Mechanism: In aging neurons, METTL3/14 declines due to oxidative stress, reducing m6A tags on proteasome subunit mRNA, which impairs YTHDF1-mediated translation and leads to proteasome dysfunction. Readout: Readout: This results in increased ubiquitinated protein accumulation and reduced proteasome activity, which can be rescued by AAV-METTL3/14 or YTHDF1 activators.
Hypothesis
Core idea: In cognitively normal aging, neuronal METTL3/14 expression declines, leading to loss of m6A on a subset of proteasome subunit transcripts. This reduces YTHDF1‑dependent translation, diminishes proteasome activity, and initiates a feed‑forward loop of proteostatic stress that further suppresses METTL3/14.
Mechanistic rationale
- Writer loss: Aging neurons show reduced METTL3/14 protein (to be tested) despite stable mRNA, via increased proteasomal degradation of the writer complex triggered by low‑level oxidative stress Zhang et al., 2024.
- Target selection: Bioinformatic analysis of aging brain m6A‑seq data reveals enrichment of m6A peaks in the 3'UTRs of proteasome genes (e.g., PSMB5, PSMC1, PSMD11) that are unchanged in total mRNA but show decreased ribosome occupancy et al., 2025.
- Reader coupling: YTHDF1 binds these m6A sites and recruits eIF3 to enhance translation initiation; loss of m6A diminishes YTHDF1 occupancy, lowering protein synthesis without affecting mRNA stability (YTHDF2‑mediated decay unchanged) Liu et al., 2016.
- Proteostatic collapse: Reduced proteasome subunit synthesis lowers 20S core assembly, decreasing chymotrypsin‑like activity, causing accumulation of ubiquitinated proteins that activate stress kinases (e.g., PKR) which phosphorylate and destabilize METTL3/14.
- Vicious cycle: Proteostatic stress further inhibits METTL3/14, accelerating the decline.
Testable predictions
- Prediction 1: METTL3/14 protein levels are significantly lower in laser‑captured excitatory neurons from cognitively normal older donors (≥70 y) compared with young donors (<30 y), while total METTL3/14 mRNA remains unchanged. (Method: immunofluorescence + Western blot on sorted nuclei.)
- Prediction 2: m6A‑seq of immunoprecipitated mRNA from aged neurons shows reduced methylation at specific proteasome transcript 3'UTRs, without changes in transcript abundance. (Method: MeRIP‑seq.)

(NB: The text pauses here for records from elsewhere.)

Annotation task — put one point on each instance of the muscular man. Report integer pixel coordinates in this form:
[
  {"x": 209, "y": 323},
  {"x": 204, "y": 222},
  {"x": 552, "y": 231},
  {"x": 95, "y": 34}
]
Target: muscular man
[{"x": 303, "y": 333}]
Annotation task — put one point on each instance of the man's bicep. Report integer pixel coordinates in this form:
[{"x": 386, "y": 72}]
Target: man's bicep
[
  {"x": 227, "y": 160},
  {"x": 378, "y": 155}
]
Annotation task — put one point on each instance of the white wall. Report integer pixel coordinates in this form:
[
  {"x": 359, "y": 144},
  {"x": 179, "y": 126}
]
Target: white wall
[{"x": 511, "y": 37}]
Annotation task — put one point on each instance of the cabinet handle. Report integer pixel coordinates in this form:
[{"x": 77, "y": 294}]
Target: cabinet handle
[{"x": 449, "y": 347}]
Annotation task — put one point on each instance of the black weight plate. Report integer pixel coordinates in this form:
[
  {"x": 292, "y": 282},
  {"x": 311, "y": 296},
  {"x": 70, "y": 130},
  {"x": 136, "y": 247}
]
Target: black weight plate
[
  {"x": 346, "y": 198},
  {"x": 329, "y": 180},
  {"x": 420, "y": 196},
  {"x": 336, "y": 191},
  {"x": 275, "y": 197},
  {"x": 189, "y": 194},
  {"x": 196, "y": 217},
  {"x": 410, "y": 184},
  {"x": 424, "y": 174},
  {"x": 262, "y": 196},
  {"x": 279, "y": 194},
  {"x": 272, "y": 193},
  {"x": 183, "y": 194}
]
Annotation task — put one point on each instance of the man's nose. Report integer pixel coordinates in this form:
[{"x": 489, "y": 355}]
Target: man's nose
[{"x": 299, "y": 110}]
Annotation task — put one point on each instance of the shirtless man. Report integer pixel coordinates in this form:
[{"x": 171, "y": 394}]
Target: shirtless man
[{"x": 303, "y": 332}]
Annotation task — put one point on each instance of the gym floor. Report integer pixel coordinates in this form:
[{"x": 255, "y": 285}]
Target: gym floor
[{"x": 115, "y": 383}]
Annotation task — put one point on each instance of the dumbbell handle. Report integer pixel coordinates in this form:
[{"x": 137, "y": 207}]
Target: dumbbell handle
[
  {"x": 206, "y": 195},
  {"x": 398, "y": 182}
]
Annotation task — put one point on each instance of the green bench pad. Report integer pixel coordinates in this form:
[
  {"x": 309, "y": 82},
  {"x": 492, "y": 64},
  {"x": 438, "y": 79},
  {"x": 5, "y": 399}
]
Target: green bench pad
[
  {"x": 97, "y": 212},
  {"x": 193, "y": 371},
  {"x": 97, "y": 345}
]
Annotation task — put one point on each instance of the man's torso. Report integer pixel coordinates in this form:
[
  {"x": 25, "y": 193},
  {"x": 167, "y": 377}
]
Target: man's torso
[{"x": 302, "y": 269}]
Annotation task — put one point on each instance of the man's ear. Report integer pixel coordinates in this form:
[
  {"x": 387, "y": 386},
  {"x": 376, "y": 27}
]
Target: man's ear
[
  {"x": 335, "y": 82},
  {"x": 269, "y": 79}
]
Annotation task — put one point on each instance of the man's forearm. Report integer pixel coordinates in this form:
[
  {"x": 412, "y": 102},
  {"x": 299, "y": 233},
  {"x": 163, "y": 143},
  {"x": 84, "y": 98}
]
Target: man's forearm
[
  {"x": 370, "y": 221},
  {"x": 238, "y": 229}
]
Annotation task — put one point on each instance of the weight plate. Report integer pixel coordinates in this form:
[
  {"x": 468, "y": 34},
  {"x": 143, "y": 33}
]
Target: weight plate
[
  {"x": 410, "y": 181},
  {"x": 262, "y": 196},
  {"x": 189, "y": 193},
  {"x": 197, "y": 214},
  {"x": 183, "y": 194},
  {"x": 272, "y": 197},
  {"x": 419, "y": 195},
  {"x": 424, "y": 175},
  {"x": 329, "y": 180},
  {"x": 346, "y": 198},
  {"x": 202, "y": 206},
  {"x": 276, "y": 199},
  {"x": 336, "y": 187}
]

- Prediction 3: Ribosome profiling reveals decreased translation efficiency of those proteasome mRNAs in aged neurons, rescued by overexpressing METTL3/14 via AAV. (Method: Ribo‑seq.)
- Prediction 4: Pharmacological activation of YTHDF1 (e.g., small‑molecule enhancer) restores proteasome subunit translation and reduces ubiquitin‑positive inclusions in aged neurons, even without altering METTL3/14.
- Prediction 5: In vivo AAV‑METTL3/14 delivery to the hippocampus of aged mice improves proteasome activity, lowers ubiquitin load, and rescues age‑related memory deficits in the Morris water maze.
Falsifiability
If any of the following are observed, the hypothesis is weakened:
- METTL3/14 protein does not decline with age in neurons.
- m6A levels on proteasome transcripts remain unchanged or increase with age.
- Overexpressing METTL3/14 fails to increase proteasome subunit translation or activity.
- YTHDF1 activation does not rescue proteasome function despite restored m6A.
Broader impact
Demonstrating a writer‑reader‑proteasome axis in normal aging would shift focus from disease‑centric m6A studies to a universal aging mechanism, offering early‑intervention points (e.g., METTL3/14 stabilizers or YTHDF1 agonists) before neurodegeneration sets in.